古田 従来の繊細なカテーテル手技を,ダイナミックに拍動する心臓という3次元空間で行うため,心臓解剖学や血行動態学的な知識,拍動とデバイス間に生ずる相互作用も理解して治療に臨む必要があります。
――SHDには,従来,他の手法で治療されてきた疾患も含まれています。
古田 これまで先天性心疾患の色が強かったSHDですが,高齢化に伴い動脈硬化性弁疾患が急増しています。特に高齢者の大動脈弁狭窄症(AS)では多様な併存疾患が故に,従来からの大動脈弁置換術(AVR)の施行が難しい患者が増えており,こうした患者への救済策として,より低侵襲のカテーテル治療に期待が集まっていることもSHDインターベンションの一面です。
大動脈弁狭窄症患者への新たな福音"TAVI"
――現在,実用化されているSHDインターベンションにはどのようなものがありますか。
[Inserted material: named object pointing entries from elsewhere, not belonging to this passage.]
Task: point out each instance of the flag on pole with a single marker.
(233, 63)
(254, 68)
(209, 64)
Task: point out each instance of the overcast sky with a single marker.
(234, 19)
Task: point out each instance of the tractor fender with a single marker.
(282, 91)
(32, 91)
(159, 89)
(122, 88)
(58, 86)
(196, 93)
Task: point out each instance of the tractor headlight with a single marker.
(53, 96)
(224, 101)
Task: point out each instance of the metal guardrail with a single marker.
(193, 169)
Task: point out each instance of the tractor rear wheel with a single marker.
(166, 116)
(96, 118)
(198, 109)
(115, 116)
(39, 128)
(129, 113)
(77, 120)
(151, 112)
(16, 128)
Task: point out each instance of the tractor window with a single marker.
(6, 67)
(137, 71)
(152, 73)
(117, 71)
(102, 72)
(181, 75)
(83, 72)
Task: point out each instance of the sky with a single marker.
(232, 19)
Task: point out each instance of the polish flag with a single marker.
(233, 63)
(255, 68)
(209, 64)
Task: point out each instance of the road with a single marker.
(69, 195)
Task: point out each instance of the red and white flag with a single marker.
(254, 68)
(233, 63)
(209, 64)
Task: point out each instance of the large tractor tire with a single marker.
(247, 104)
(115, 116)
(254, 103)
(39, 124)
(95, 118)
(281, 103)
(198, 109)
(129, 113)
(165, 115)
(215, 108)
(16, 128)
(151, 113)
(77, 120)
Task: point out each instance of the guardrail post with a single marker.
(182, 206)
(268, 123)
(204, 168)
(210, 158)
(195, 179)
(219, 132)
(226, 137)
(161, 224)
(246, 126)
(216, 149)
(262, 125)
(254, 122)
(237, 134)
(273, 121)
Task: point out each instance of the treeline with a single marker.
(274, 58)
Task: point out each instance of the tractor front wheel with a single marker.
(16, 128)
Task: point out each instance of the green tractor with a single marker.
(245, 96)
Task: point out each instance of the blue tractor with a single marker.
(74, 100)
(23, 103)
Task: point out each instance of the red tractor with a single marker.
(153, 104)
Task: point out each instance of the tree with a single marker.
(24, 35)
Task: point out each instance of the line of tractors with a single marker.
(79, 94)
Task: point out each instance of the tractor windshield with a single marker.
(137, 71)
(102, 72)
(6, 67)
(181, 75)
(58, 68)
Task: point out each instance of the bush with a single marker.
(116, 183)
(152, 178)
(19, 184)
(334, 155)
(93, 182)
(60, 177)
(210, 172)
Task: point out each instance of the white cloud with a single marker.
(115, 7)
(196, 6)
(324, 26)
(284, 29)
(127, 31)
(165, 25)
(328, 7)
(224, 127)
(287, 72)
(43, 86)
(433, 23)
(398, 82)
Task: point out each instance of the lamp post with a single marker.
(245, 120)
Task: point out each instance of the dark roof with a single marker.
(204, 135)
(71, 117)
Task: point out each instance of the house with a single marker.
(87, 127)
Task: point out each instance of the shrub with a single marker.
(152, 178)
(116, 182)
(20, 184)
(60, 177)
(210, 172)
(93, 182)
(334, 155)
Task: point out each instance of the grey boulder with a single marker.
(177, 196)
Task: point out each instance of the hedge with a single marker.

古田 最も先行している治療は,Alain Cribier氏が2002年に発表した大動脈弁植込み術(Transcatheter Aortic Valve Implantation;TAVI)です。AVR施行が難しいAS患者の救済法として,世界中で普及し始めています。欧州ではEdwards Lifesciences社のSAPIENTMと,Medtronic社のCoreValve®が流通しています(図)。日本では,SAPIENTMの治験結果が2012年には報告され,13年以降承認される見込みです。また,CoreValve®の治験も始まりました。
| 図 現在のTAVIデバイス A:Edwards SAPIENTM XT,B:CoreValve® Revalving System。 |
――先生は,欧州での治験に実際に参加されていたと聞きましたが,印象に残ったご経験はありますか。
古田 PREVAIL EUという治験でしたが,翌朝亡くなるかもしれないような末期ASの高齢者ですら,TAVIを行うと1週間後には元気いっぱいで退院されるケースが多々あります。中には数年ぶりに社交ダンスが踊れるようになったと,興奮しながら笑顔で話される患者さんもいたのが印象的でした。